Claire also suffers because her disease is invisible. From the outside, her suffering makes her seem joyless, and self-centered, old before her time. While inside, she’s just doing her best to keep living, through the pain. Day by day, one foot in front of the other, trying to find a sister who traverses the globe as she seeks desperate healing.
It’s a difficult and fascinating read because it is my own story.
But here I am, with what may be yet another light at the end of the tunnel. And I know that I am lucky. My family is extraordinary, kind and generous. I often think those who suffer in silence, who are utterly, heartbreakingly alone.
I try to speak for them because I can, because diminishing pain has placed my fingers to the keyboard again. I know that I’m inadequate to the task, but I can’t help but hope that it will cause one or two people to stop and consider — that man on the sidewalk who glares at you as you light up your daily cigarette, your friend who turns down invitation after invitation.

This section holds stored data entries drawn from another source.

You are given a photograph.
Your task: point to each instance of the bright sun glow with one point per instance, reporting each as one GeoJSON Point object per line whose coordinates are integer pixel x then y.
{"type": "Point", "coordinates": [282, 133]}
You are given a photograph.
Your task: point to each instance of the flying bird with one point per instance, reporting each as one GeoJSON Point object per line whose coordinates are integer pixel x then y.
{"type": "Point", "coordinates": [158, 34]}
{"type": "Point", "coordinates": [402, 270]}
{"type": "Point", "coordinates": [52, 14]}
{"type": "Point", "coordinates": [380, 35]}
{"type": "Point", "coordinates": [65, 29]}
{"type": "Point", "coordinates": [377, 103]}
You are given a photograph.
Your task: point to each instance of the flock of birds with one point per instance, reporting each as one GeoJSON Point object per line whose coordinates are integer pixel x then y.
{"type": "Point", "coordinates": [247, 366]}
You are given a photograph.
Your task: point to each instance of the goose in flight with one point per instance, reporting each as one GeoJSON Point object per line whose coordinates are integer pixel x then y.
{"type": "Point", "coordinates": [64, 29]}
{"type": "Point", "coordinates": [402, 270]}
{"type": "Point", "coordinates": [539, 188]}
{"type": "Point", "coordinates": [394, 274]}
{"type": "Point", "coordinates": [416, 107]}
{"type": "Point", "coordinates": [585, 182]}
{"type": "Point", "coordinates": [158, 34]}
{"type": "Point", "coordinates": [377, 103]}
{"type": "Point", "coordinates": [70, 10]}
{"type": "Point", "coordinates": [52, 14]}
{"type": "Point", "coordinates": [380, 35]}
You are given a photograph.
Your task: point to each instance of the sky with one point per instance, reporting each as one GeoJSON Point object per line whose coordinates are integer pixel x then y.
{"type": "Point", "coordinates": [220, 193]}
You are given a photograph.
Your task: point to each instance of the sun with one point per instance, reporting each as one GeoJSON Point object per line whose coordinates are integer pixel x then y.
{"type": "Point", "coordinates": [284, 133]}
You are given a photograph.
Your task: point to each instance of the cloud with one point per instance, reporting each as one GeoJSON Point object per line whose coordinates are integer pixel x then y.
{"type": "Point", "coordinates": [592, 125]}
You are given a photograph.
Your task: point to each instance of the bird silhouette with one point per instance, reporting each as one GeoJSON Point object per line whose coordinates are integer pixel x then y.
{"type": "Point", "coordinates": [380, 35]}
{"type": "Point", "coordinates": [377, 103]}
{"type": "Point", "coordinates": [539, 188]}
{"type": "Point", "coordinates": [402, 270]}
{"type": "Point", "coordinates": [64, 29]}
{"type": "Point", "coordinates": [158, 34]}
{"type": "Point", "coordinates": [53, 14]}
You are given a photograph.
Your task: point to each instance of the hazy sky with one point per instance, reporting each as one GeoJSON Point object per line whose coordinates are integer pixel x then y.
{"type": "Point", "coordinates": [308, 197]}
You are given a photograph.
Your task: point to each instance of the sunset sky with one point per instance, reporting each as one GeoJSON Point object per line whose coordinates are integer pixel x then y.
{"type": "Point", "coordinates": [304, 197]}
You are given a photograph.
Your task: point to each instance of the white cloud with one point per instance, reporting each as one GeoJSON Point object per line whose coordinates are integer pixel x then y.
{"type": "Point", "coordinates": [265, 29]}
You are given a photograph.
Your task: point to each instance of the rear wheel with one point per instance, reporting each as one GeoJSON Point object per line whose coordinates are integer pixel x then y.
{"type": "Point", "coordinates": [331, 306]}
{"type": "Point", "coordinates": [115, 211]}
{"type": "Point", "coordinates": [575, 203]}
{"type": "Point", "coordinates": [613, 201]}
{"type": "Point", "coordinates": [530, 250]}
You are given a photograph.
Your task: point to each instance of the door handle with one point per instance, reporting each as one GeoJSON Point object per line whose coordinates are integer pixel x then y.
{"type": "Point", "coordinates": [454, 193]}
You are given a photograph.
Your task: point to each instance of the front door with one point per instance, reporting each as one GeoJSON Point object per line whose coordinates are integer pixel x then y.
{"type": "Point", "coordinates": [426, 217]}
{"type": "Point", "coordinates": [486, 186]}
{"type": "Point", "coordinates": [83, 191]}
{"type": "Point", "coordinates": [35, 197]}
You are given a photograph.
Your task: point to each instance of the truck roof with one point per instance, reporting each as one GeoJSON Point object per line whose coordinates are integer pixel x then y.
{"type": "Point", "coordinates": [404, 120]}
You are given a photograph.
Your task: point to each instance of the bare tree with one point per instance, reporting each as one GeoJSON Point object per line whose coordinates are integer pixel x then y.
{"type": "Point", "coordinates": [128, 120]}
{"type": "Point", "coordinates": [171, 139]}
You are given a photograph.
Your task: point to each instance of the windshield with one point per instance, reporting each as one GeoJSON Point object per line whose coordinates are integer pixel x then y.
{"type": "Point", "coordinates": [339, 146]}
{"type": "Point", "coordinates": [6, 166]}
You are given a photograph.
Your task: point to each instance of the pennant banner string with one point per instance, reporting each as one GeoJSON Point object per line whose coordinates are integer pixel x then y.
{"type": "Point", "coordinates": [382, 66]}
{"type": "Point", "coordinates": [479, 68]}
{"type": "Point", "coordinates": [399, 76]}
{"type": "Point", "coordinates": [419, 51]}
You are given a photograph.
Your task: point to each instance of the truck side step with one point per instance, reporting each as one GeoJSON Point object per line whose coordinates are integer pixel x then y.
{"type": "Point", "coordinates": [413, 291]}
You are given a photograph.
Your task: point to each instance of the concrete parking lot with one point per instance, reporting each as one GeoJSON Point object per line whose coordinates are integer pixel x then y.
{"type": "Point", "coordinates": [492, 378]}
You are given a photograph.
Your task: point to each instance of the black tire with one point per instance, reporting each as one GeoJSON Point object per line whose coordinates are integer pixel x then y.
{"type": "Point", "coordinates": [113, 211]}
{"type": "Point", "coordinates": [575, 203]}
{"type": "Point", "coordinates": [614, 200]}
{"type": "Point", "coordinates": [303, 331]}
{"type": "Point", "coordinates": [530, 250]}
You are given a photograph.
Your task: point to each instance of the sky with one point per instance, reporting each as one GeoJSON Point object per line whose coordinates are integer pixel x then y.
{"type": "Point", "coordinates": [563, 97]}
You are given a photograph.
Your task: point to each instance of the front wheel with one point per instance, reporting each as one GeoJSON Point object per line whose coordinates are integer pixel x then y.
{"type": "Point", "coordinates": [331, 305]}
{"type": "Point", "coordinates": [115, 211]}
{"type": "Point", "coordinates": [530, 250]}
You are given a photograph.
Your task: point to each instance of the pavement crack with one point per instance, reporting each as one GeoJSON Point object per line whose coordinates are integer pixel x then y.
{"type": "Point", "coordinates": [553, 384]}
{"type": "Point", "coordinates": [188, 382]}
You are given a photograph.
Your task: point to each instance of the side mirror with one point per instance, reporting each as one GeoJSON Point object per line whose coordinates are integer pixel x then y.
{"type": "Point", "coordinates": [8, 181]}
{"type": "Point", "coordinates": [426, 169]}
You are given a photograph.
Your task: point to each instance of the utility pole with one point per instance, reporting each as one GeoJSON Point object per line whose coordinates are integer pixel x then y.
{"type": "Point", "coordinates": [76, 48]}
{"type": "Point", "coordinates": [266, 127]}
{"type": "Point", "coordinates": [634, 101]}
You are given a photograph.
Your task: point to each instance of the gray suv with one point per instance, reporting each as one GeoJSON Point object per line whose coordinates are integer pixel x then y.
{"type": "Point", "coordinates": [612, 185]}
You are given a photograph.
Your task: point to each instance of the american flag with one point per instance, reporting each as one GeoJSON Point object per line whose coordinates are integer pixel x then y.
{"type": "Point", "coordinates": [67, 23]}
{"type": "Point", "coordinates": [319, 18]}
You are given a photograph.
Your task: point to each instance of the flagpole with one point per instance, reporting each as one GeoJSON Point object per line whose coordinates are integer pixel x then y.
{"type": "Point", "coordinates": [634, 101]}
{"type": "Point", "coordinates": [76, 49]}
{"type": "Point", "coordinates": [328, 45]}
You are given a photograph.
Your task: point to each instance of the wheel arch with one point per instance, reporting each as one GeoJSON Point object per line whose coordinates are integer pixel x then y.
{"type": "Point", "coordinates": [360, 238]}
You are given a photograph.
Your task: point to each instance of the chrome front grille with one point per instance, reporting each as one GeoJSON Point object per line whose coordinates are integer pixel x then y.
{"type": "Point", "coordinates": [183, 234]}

Their unmannerliness may have little to do with you and everything to do with the purgatory they live within their own bodies.
There is an old Jewish proverb: I ask not for a lighter burden, but broader shoulders.
I see a little of me. As a trainer and mentor I find myself reassuring folks all the time, asking them to pay no attention to the man behind the dark curtain.
I take a breath, think of who I’m speaking to and why, try on a smile I don’t feel completely committed to, fold up the curtain and try to burry it with patience and empathy.
Sometimes questions of law, department policy, complex problems, or soothing frayed nerves all seem simple compared to the first step: putting on my approachable face.
It’s been a lot easier lately though.
Thanks for sharing. You are very brave, and I can relate to the internal suffering you feel. There are many of us out there. Thank you for reminding me I’m not alone. My heart goes out to you.
How eloquently expressed.
The anger I feel towards the health-care ‘professionals’ in the ER, has put my life at risk in that I have been unwilling to seek necessary care for an emergent condition for fear of being treated inhumanely, again.
And, I feel you will understand the sentiment that I frequently wish my head would turn some nauseating color of green, swell, and ooze during my head pain so that the world could see where it hurts, that it hurts.